Qui a dit que ces Jeux étaient canadiens? Il suffit de jeter un coup d’œil au tableau des médailles pour se rendre à l’évidence. La bannière étoilée a été plus souvent hissée que la feuille d’érable. Le pays hôte, qui a investi 100 millions de dollars dans le but de rapporter le plus gros butin assiste, impuissant au spectacle. Le rouleau compresseur US – 216 athlètes – rafle tout, sur la neige comme sur la glace. Avec 24 médailles au bout de 9 jours, – 13 de plus que la Norvège qui pointe en deuxième place –, les Etats-Unis pourraient faire mieux qu’à Salt Lake City où ils en avaient amassé 34. Ils pourraient surtout, pour la première fois depuis Lake Placid en 1932, terminer en haut de l’affiche de Jeux d’hiver.

Une moisson du ski

Rien qu’en alpin, l’«US ski team» a déjà mis la main sur sept breloques. Presque la moitié des parts de gâteau distribuées jusqu’à maintenant. De quoi donner des haut-le-cœur aux Canadiens et aux Autrichiens. «C’est presque les championnats américains», ironise Ted Ligety. Bode Miller, qui après avoir été quasi retraité l’été dernier a déjà glané trois médailles (l’or en super combiné, le bronze en descente et l’argent en super-G), a une explication. Qui porte un nom: la contagion. «Nous avons la flamme en tant qu’équipe, surtout aux Jeux olympiques. La Coupe du monde nous tire vers le bas, c’est plus difficile d’y trouver cet élan. Pour avoir cette impulsion au bon moment, il faut être un groupe soudé. Nous sommes allés à la cérémonie d’ouverture ensemble. Ensuite, le fait de voir un «teammate» ressentir la joie et l’excitation de la performance rend celle-ci réelle et accessible pour les autres athlètes. On voit quelqu’un qu’on connaît bien vivre ça, on partage son euphorie, la connexion est directe et l’idée que l’exploit est à portée de main devient concrète.» Miller ajoute qu’une fois l’impulsion donnée, les Américains skient de manière agressive, avec leurs tripes et leur cœur.

«J’ai clairement été inspiré par Julia (Mancuso), Lindsey (Vonn) et Bode», confirme Andrew Weibrecht. «Je crois que c’est juste la manière de fonctionner des Américains. Nous avons toujours été des athlètes de grands événements», souligne le médaillé de bronze du super-G qui court encore après son premier podium en Coupe du monde. Et de citer le cas de Bill Johnson (champion olympique de descente en 1984 un mois après sa première victoire en Coupe du monde) et Tommy Moe (champion olympique de descente à Lillehammer sans victoire en préambule). «Je crois aussi que cela s’explique par le fait que nous sommes sur sol nord-américain, ajoute Weibrecht. Nous avons tendance à avoir de meilleurs résultats lorsque nous sommes à la maison ou près de la maison.

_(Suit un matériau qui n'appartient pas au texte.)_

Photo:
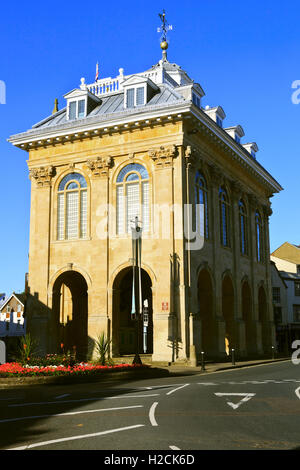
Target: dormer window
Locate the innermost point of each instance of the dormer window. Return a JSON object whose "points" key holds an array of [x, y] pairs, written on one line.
{"points": [[77, 109], [135, 97], [80, 103], [196, 100], [130, 98], [140, 94], [219, 121], [217, 114], [138, 90]]}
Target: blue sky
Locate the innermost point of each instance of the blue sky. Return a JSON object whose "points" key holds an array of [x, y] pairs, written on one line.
{"points": [[245, 55]]}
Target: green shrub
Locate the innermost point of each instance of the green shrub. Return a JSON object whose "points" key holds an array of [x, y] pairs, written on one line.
{"points": [[102, 347]]}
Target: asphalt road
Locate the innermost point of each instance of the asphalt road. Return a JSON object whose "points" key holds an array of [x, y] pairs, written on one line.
{"points": [[250, 408]]}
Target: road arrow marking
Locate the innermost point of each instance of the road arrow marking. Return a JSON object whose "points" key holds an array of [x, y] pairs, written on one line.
{"points": [[247, 397]]}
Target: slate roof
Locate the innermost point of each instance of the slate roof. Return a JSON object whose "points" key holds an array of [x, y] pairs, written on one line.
{"points": [[114, 104]]}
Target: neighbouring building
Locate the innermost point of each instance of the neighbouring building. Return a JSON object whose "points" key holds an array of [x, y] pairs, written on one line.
{"points": [[280, 308], [12, 322], [287, 260], [142, 145]]}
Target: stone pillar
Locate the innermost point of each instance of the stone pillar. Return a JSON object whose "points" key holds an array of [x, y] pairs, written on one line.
{"points": [[98, 301], [39, 316], [236, 251], [165, 320], [216, 178]]}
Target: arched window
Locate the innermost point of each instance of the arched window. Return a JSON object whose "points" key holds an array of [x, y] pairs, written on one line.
{"points": [[243, 228], [224, 217], [132, 197], [72, 207], [201, 198], [259, 236]]}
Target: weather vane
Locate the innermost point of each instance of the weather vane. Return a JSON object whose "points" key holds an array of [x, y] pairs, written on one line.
{"points": [[164, 28]]}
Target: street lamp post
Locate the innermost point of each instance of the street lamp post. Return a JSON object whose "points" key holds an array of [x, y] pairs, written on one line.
{"points": [[137, 306]]}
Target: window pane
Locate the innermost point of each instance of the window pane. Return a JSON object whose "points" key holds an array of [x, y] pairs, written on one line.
{"points": [[140, 96], [133, 204], [145, 202], [132, 177], [72, 110], [120, 209], [132, 167], [60, 216], [72, 215], [83, 214], [81, 106], [130, 98], [72, 176], [72, 185]]}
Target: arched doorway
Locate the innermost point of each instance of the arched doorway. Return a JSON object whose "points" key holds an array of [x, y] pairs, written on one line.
{"points": [[262, 316], [247, 317], [124, 328], [70, 313], [228, 313], [205, 300]]}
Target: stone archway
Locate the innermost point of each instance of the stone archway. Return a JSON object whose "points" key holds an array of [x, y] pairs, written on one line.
{"points": [[247, 317], [228, 313], [205, 301], [124, 328], [263, 318], [70, 313]]}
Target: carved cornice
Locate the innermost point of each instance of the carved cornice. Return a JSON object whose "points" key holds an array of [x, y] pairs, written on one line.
{"points": [[42, 175], [216, 174], [100, 166], [267, 210], [163, 156], [253, 201], [237, 189], [192, 159]]}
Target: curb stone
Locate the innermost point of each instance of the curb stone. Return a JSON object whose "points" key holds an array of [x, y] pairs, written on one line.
{"points": [[10, 382]]}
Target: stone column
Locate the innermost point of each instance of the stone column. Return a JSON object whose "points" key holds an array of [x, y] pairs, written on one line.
{"points": [[216, 180], [39, 318], [99, 315], [257, 333], [165, 319], [236, 251]]}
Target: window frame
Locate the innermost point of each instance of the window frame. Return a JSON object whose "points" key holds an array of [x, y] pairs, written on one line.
{"points": [[122, 210], [135, 89], [296, 288], [259, 237], [202, 189], [76, 101], [63, 236], [224, 204], [243, 215]]}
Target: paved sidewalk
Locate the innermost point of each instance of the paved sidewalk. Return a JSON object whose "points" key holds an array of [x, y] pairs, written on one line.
{"points": [[214, 366]]}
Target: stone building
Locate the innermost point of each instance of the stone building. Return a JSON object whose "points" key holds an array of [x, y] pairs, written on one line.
{"points": [[287, 260], [142, 145]]}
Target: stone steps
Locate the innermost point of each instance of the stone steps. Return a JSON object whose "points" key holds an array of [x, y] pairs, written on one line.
{"points": [[145, 358]]}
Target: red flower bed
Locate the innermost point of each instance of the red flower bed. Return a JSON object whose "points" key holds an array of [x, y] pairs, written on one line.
{"points": [[14, 369]]}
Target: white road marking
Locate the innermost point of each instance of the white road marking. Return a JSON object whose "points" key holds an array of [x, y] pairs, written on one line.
{"points": [[151, 414], [175, 389], [207, 383], [81, 400], [70, 413], [247, 397], [72, 438]]}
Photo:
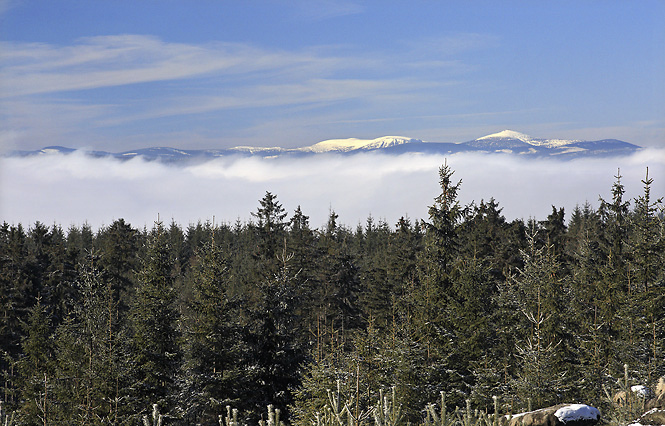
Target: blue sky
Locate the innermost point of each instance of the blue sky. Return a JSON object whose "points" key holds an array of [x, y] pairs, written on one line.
{"points": [[118, 75]]}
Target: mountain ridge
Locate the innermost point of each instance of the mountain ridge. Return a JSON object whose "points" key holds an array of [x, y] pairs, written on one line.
{"points": [[504, 142]]}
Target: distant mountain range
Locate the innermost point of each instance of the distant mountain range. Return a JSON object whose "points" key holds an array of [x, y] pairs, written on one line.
{"points": [[505, 142]]}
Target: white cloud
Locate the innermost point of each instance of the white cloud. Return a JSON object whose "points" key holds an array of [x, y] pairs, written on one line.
{"points": [[74, 189]]}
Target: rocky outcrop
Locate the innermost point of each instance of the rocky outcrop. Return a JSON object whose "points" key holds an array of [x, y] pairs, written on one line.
{"points": [[558, 415], [655, 416]]}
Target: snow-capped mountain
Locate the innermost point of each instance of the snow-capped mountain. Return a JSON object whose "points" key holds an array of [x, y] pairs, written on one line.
{"points": [[505, 142], [353, 144], [511, 142]]}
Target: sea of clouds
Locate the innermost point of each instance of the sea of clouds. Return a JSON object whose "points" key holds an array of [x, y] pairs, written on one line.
{"points": [[75, 189]]}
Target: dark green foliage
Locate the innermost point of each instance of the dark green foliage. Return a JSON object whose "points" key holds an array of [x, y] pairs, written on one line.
{"points": [[154, 348], [95, 328], [212, 377]]}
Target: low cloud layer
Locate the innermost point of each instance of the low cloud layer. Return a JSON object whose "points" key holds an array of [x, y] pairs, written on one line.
{"points": [[75, 189]]}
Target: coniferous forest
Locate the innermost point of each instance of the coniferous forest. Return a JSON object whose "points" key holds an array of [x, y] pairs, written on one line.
{"points": [[458, 308]]}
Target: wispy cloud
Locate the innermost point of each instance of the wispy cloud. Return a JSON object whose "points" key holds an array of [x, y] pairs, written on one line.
{"points": [[89, 91], [325, 9], [96, 62], [74, 189]]}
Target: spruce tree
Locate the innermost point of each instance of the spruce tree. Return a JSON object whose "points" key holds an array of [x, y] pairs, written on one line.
{"points": [[155, 353], [36, 367], [213, 348], [432, 296]]}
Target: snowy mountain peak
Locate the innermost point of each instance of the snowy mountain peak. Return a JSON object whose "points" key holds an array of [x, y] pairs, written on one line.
{"points": [[508, 134], [538, 142], [352, 144]]}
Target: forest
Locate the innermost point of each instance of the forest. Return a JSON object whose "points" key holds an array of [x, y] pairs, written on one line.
{"points": [[463, 308]]}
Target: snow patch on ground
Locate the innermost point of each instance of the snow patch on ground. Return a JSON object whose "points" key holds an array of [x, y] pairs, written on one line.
{"points": [[574, 412], [641, 391]]}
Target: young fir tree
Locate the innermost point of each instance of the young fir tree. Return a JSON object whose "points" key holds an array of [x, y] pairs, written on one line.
{"points": [[155, 353], [540, 301], [36, 367], [88, 351], [15, 291], [646, 247], [270, 230], [213, 355], [118, 246], [275, 356], [431, 298]]}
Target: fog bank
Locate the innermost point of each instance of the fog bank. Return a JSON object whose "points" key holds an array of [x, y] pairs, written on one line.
{"points": [[75, 189]]}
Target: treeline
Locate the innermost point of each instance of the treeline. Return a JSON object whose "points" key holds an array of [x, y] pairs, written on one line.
{"points": [[96, 326]]}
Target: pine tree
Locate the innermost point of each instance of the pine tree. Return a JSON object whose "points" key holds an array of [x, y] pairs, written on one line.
{"points": [[646, 247], [275, 356], [270, 232], [155, 353], [36, 367], [212, 377], [540, 299], [432, 296], [89, 359]]}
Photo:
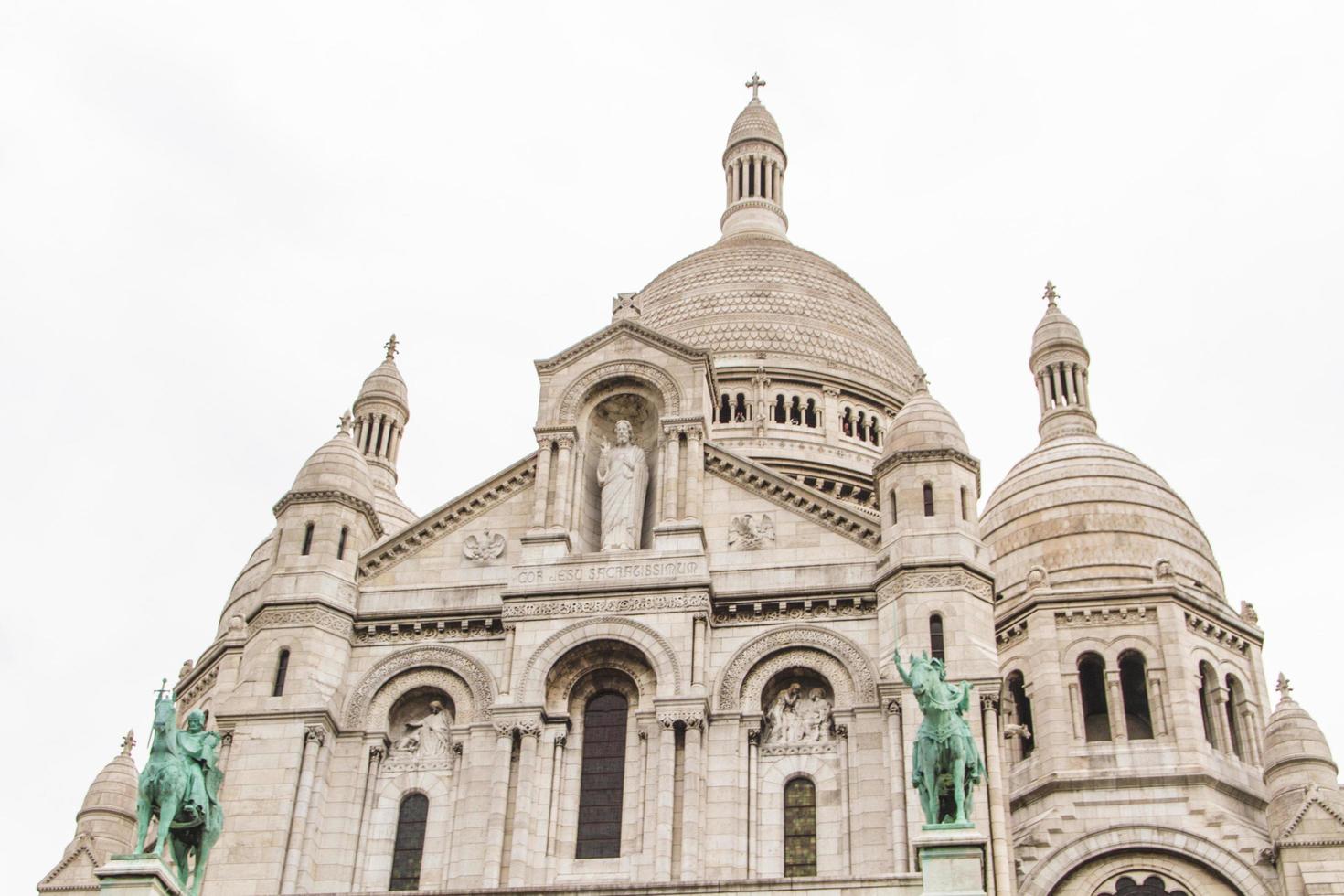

L’environnement y est plus familier que ce soit en termes de nourriture ou de logement.»

Rien de tel qu’un bon hamburger pour doper son homme… Lindsey Vonn, elle, crédite ce succès à une forme de liberté que n’ont pas forcément certains athlètes européens formatés par une fédération. Celle qui colle à l’image du rêve américain associe ce «fighting spirit» au fait que les athlètes de la bannière étoilée se font eux-mêmes. Une forme d’indépendance de l’esprit qui, le jour J, favorise le déclic.

Les favoris en leaders

En voisins fair-play, les Canadiens font le poing dans leur poche et applaudissent: «Chapeau aux Américains, lâchait vendredi Chris Rudge, secrétaire général et chef exécutif du comité olympique canadien. Ils s’envolent pour l’instant. Je l’ai dit à mes collègues américains: vous faites du super boulot.» Lindsey Vonn a évoqué le coup de pouce du ciel après son titre olympique en descente. Aide divine ou pas, toujours est-il que tout se déroule selon les plans pour la «winning» machine américaine. Pour l’instant, les Etats-Unis ont gagné partout où l’un des leurs était favori – on pense notamment à Shaun White, Lindsey Vonn, ou Shani Davis. Ils se sont offert quelques agréables surprises (Julia Mancuso, Andrew Weibrecht) et ceux qui étaient l’objet d’interrogations – comme Bode Miller ou Chad Hedrick – ont levé le doute. «Nos athlètes savent saisir l’instant», s’est réjoui Mike English, le responsable des sports du Comité olympique américain. Qui a dit que ces Jeux étaient canadiens?